Mountain pass in Yamagata, Japan

The Nakayamagoe Pass (中山越, Nakayamagoe) is a mountain pass in Ōu Mountains on the Dewa Sendai Kaidō, a branch of the Ōshū Kaidō highway, which connected Sendai in what is now Miyagi Prefecture with Sakata in what is now Yamagata Prefecture on the Sea of Japan. It was proclaimed a National Historic Site in 1990.

==Overview==
The route of the Edo period Dewa Sendai Kaidō is in parallel with the current Japan National Route 47 and the JR East Rikuu East Line, crossing the Ōu Mountains at the Nakayama Pass. This is a very ancient route, dating to the early Heian period when it was used to connect Taga Castle on the Pacific coast of Japan with Akita Castle on the Sea of Japan.

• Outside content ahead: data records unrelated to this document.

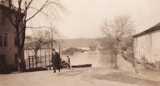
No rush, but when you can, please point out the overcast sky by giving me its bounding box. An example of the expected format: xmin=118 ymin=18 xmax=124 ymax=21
xmin=28 ymin=0 xmax=160 ymax=38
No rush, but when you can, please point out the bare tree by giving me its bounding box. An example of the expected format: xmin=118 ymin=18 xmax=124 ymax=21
xmin=6 ymin=0 xmax=61 ymax=71
xmin=25 ymin=31 xmax=51 ymax=67
xmin=101 ymin=16 xmax=135 ymax=68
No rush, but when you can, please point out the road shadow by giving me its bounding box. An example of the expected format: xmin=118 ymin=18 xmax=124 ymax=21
xmin=93 ymin=72 xmax=160 ymax=86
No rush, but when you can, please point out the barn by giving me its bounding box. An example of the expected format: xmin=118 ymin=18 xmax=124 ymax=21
xmin=134 ymin=23 xmax=160 ymax=63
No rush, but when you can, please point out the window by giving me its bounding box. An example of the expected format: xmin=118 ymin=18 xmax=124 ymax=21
xmin=0 ymin=33 xmax=8 ymax=47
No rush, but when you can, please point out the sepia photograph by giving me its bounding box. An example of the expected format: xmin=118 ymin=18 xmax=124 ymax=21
xmin=0 ymin=0 xmax=160 ymax=86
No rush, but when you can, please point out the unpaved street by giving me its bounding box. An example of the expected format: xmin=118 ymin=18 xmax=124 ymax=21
xmin=0 ymin=68 xmax=160 ymax=86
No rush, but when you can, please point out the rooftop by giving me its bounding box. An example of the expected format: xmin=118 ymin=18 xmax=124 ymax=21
xmin=133 ymin=23 xmax=160 ymax=37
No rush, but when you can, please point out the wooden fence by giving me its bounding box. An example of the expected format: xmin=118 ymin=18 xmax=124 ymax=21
xmin=25 ymin=49 xmax=52 ymax=70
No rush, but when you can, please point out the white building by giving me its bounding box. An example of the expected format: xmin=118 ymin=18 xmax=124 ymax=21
xmin=134 ymin=23 xmax=160 ymax=63
xmin=0 ymin=3 xmax=20 ymax=72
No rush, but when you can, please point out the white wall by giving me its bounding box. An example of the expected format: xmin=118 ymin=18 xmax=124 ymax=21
xmin=134 ymin=31 xmax=160 ymax=62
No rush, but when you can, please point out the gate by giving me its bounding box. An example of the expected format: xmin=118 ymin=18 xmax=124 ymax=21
xmin=25 ymin=48 xmax=52 ymax=70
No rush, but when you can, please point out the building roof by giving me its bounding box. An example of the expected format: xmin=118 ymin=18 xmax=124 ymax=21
xmin=133 ymin=23 xmax=160 ymax=37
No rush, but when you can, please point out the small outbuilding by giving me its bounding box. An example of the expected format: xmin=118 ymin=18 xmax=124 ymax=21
xmin=134 ymin=23 xmax=160 ymax=63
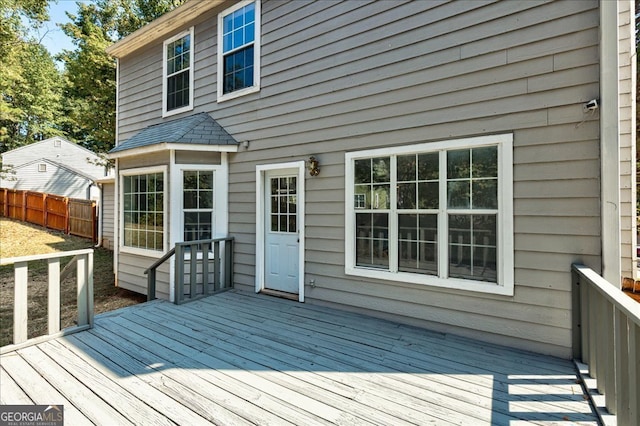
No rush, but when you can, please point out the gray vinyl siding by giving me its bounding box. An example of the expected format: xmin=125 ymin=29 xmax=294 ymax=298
xmin=100 ymin=183 xmax=115 ymax=250
xmin=120 ymin=0 xmax=600 ymax=357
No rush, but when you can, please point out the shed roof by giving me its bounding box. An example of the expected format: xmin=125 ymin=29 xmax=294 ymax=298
xmin=109 ymin=112 xmax=238 ymax=154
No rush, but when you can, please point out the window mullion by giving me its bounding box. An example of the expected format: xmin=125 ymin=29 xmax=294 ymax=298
xmin=389 ymin=155 xmax=399 ymax=272
xmin=222 ymin=40 xmax=255 ymax=56
xmin=438 ymin=150 xmax=449 ymax=278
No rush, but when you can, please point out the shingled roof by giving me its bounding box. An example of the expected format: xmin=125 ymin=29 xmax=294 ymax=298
xmin=109 ymin=112 xmax=238 ymax=154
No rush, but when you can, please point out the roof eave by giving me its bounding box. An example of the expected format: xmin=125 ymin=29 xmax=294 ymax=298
xmin=107 ymin=142 xmax=238 ymax=160
xmin=106 ymin=0 xmax=230 ymax=58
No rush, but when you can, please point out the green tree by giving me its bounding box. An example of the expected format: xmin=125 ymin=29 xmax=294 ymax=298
xmin=0 ymin=0 xmax=61 ymax=152
xmin=57 ymin=0 xmax=184 ymax=152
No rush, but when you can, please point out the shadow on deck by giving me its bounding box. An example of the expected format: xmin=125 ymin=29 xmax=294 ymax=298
xmin=0 ymin=291 xmax=597 ymax=425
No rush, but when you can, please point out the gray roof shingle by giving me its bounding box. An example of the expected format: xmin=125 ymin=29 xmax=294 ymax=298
xmin=109 ymin=112 xmax=238 ymax=153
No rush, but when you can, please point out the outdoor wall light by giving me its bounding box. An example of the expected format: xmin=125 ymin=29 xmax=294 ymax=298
xmin=309 ymin=156 xmax=320 ymax=176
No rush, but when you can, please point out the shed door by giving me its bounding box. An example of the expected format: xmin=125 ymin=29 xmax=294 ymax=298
xmin=264 ymin=171 xmax=300 ymax=294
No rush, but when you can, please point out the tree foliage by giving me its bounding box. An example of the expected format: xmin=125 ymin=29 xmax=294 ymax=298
xmin=61 ymin=0 xmax=184 ymax=152
xmin=0 ymin=0 xmax=61 ymax=152
xmin=0 ymin=0 xmax=185 ymax=158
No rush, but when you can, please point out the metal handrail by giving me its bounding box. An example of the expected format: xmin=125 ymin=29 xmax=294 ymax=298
xmin=572 ymin=264 xmax=640 ymax=425
xmin=144 ymin=237 xmax=234 ymax=304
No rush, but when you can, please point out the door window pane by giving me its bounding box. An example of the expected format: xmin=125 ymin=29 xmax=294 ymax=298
xmin=269 ymin=176 xmax=298 ymax=233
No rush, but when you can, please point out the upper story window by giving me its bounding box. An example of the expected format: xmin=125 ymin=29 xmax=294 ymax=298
xmin=162 ymin=27 xmax=193 ymax=117
xmin=218 ymin=0 xmax=260 ymax=101
xmin=345 ymin=135 xmax=513 ymax=295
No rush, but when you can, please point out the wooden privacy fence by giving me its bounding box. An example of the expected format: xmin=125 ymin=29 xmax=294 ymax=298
xmin=0 ymin=188 xmax=98 ymax=242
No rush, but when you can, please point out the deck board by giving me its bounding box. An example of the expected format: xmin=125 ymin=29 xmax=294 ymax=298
xmin=0 ymin=291 xmax=597 ymax=425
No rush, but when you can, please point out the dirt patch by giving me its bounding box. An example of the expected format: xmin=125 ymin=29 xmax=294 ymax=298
xmin=0 ymin=218 xmax=146 ymax=346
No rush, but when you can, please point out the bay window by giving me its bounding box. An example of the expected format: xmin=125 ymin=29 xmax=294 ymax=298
xmin=345 ymin=135 xmax=513 ymax=294
xmin=120 ymin=169 xmax=166 ymax=253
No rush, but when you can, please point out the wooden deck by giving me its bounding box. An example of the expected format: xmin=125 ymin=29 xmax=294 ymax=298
xmin=0 ymin=291 xmax=597 ymax=426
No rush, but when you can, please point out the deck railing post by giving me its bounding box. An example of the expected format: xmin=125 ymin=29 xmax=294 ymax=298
xmin=76 ymin=255 xmax=89 ymax=325
xmin=175 ymin=244 xmax=184 ymax=304
xmin=13 ymin=262 xmax=29 ymax=344
xmin=224 ymin=240 xmax=233 ymax=288
xmin=602 ymin=298 xmax=617 ymax=414
xmin=189 ymin=244 xmax=198 ymax=299
xmin=200 ymin=243 xmax=211 ymax=294
xmin=213 ymin=241 xmax=221 ymax=291
xmin=628 ymin=321 xmax=640 ymax=425
xmin=613 ymin=308 xmax=631 ymax=425
xmin=48 ymin=258 xmax=60 ymax=334
xmin=571 ymin=269 xmax=582 ymax=361
xmin=147 ymin=268 xmax=156 ymax=302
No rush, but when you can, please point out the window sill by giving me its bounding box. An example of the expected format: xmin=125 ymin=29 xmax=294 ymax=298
xmin=344 ymin=267 xmax=513 ymax=296
xmin=218 ymin=86 xmax=260 ymax=103
xmin=120 ymin=246 xmax=164 ymax=259
xmin=162 ymin=105 xmax=193 ymax=118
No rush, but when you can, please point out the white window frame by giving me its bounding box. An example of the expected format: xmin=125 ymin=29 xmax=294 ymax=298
xmin=162 ymin=27 xmax=195 ymax=117
xmin=170 ymin=160 xmax=229 ymax=255
xmin=118 ymin=166 xmax=169 ymax=258
xmin=217 ymin=0 xmax=262 ymax=102
xmin=345 ymin=134 xmax=514 ymax=296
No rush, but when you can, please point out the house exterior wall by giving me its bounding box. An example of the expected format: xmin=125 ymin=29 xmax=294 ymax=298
xmin=615 ymin=0 xmax=638 ymax=284
xmin=119 ymin=0 xmax=601 ymax=357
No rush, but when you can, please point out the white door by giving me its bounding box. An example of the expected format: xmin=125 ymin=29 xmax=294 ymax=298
xmin=264 ymin=171 xmax=300 ymax=294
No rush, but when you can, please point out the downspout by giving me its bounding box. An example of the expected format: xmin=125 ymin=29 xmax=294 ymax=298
xmin=600 ymin=0 xmax=622 ymax=287
xmin=113 ymin=58 xmax=120 ymax=280
xmin=94 ymin=183 xmax=104 ymax=248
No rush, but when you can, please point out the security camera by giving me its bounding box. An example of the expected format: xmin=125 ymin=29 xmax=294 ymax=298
xmin=582 ymin=99 xmax=598 ymax=112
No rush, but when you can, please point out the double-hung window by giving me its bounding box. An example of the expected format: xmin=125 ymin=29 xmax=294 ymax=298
xmin=218 ymin=0 xmax=260 ymax=101
xmin=162 ymin=27 xmax=193 ymax=117
xmin=345 ymin=135 xmax=513 ymax=294
xmin=120 ymin=168 xmax=166 ymax=253
xmin=182 ymin=170 xmax=214 ymax=241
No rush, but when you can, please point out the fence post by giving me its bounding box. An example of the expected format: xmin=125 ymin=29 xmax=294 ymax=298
xmin=64 ymin=197 xmax=71 ymax=234
xmin=22 ymin=191 xmax=27 ymax=222
xmin=42 ymin=192 xmax=49 ymax=229
xmin=91 ymin=201 xmax=97 ymax=243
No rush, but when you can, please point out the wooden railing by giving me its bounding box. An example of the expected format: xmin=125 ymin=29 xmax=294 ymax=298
xmin=144 ymin=237 xmax=234 ymax=304
xmin=0 ymin=249 xmax=93 ymax=353
xmin=572 ymin=265 xmax=640 ymax=426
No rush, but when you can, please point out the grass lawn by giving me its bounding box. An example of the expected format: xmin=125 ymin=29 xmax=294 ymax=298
xmin=0 ymin=217 xmax=146 ymax=346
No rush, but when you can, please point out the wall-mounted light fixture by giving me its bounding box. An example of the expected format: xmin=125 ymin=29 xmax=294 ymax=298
xmin=309 ymin=156 xmax=320 ymax=176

The route was developed by the Tokugawa shogunate due to the development of copper mines in the area and was of great economic importance in connecting Sendai Domain with the kitamaebune coastal trade with western Japan. It was also the route taken by the famed haiku master, Matsuo Basho, on his journey from Hiraizumi to the Dewa Sanzan, as recounted in Oku no Hosomichi

A section of the old highway with a total length of 4.2 kilometers from Naruko Onsen in Ōsaki, Miyagi to Sakaida in Mogami, Yamagata was designated as the Dewa Sendai Kaidō Nakayamagoe Pass (出羽仙台街道中山越, Dewa Sendai Kaidō Nakayamagoe) National Historical Site. It is about a 20 minute walk from Naruko-Onsen Station on the JR Rikuu East Line.